Sowohl er als auch Lea Mezger versuchen bei Orgel-Aktionen Kinder für ihr geliebtes Instrument zu begeistern – durchaus mit Erfolg. Nachwuchs für die Teilqualifikationsausbildung ist mittlerweile vonnöten, berichtet Peter Böttinger. Die Ausbildung gibt es seit etwa 15 Jahren. „Sie wurde für diejenigen geschaffen, die speziell als Chorleiter oder Organisten tätig sein wollten“, erzählt der Kirchenmusiker. In den ersten Jahren habe es einen enormen Nachholbedarf insbesondere im Bereich Chorleitung gegeben, weil in der Musiklehrerausbildung nicht mehr zwingend Chorleitung vorgesehen sei. Daher komme die frühere Kombination Lehrer/Chorleiter kaum noch vor.

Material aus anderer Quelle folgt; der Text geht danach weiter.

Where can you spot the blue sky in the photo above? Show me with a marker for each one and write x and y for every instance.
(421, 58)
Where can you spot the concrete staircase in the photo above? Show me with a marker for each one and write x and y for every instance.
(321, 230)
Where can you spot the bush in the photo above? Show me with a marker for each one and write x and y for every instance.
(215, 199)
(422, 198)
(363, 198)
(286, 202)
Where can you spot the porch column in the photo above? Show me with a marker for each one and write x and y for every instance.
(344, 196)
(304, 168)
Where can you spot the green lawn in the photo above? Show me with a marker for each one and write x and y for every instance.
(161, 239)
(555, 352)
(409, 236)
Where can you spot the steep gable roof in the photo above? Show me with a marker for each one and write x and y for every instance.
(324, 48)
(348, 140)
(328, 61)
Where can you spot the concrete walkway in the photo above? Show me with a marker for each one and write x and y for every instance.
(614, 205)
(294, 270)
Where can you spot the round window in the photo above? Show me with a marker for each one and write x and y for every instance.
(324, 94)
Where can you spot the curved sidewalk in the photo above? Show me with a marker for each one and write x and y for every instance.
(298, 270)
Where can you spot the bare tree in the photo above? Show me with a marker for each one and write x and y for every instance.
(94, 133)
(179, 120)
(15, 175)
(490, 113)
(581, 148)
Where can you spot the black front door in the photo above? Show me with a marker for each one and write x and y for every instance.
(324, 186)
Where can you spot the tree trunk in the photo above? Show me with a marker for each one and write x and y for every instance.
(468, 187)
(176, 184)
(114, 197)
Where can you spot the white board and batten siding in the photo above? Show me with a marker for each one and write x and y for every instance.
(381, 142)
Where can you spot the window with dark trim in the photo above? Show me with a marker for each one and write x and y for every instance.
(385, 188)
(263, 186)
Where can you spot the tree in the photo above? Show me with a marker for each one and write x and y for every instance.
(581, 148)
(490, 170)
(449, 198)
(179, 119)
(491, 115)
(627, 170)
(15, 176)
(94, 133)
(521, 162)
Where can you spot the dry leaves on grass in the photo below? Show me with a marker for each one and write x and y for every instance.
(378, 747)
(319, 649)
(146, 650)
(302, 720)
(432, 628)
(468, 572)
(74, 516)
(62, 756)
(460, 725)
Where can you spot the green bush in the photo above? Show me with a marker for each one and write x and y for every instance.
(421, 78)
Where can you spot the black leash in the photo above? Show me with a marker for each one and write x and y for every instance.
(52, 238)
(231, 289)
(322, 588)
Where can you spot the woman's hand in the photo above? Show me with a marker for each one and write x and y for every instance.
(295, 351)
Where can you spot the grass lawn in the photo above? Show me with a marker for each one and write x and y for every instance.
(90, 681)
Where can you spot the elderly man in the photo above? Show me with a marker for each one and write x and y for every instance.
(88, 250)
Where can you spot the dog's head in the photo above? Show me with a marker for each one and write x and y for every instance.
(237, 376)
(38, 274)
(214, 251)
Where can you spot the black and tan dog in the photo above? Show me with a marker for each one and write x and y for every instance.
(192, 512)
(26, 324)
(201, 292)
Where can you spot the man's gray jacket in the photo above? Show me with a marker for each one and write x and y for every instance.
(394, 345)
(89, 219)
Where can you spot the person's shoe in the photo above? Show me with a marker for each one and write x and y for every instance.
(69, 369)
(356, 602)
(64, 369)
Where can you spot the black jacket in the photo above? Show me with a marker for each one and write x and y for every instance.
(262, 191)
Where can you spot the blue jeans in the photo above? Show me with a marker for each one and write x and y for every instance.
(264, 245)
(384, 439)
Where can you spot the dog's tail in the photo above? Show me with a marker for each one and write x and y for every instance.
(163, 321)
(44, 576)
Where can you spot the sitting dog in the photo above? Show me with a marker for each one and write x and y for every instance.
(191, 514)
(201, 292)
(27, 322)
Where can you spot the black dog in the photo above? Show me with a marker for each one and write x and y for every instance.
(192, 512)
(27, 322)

Inzwischen hat zum Leidwesen der regionalen Kirchenmusiker das Interesse an dieser Ausbildung merklich nachgelassen. „Als Schüler hat man halt auch so viel anderes“, befinden Lea und Dawid einhellig. Nur wenn man sein Leben so gut durchzutakten versteht wie die beiden, kann man sich überhaupt auf eine solche zusätzliche Belastung einlassen.

Dazu kommt, dass die Ausbildung möglichst vielen offenstehen soll. Die Dekanatskantoren überprüfen im Aufnahmegespräch jedoch Fähigkeiten und Interessen der Bewerber. „Da gibt es dann schon Leute, die die Anforderungen überhaupt nicht erfüllen“ , sagt Peter Böttinger. „Die können wir dann eben nicht aufnehmen.“

Können sich die beiden jungen Musiker vorstellen, an ihre jetzige Ausbildung ein Musikstudium anzuschließen? Die 19-jährige Lea ist da gerade ziemlich hin- und hergerissen zwischen ihrem Traumstudium Medizin und einem Musikstudium. Dawid hat nach dem Abitur vor, erst einmal Maschinenbau zu studieren. „Aber wer weiß, vielleicht hänge ich dann noch ein Musikstudium an“, sagt der dunkelhaarige junge Mann und lacht. Fest steht: Die beiden werden auf alle Fälle der Musik treu bleiben.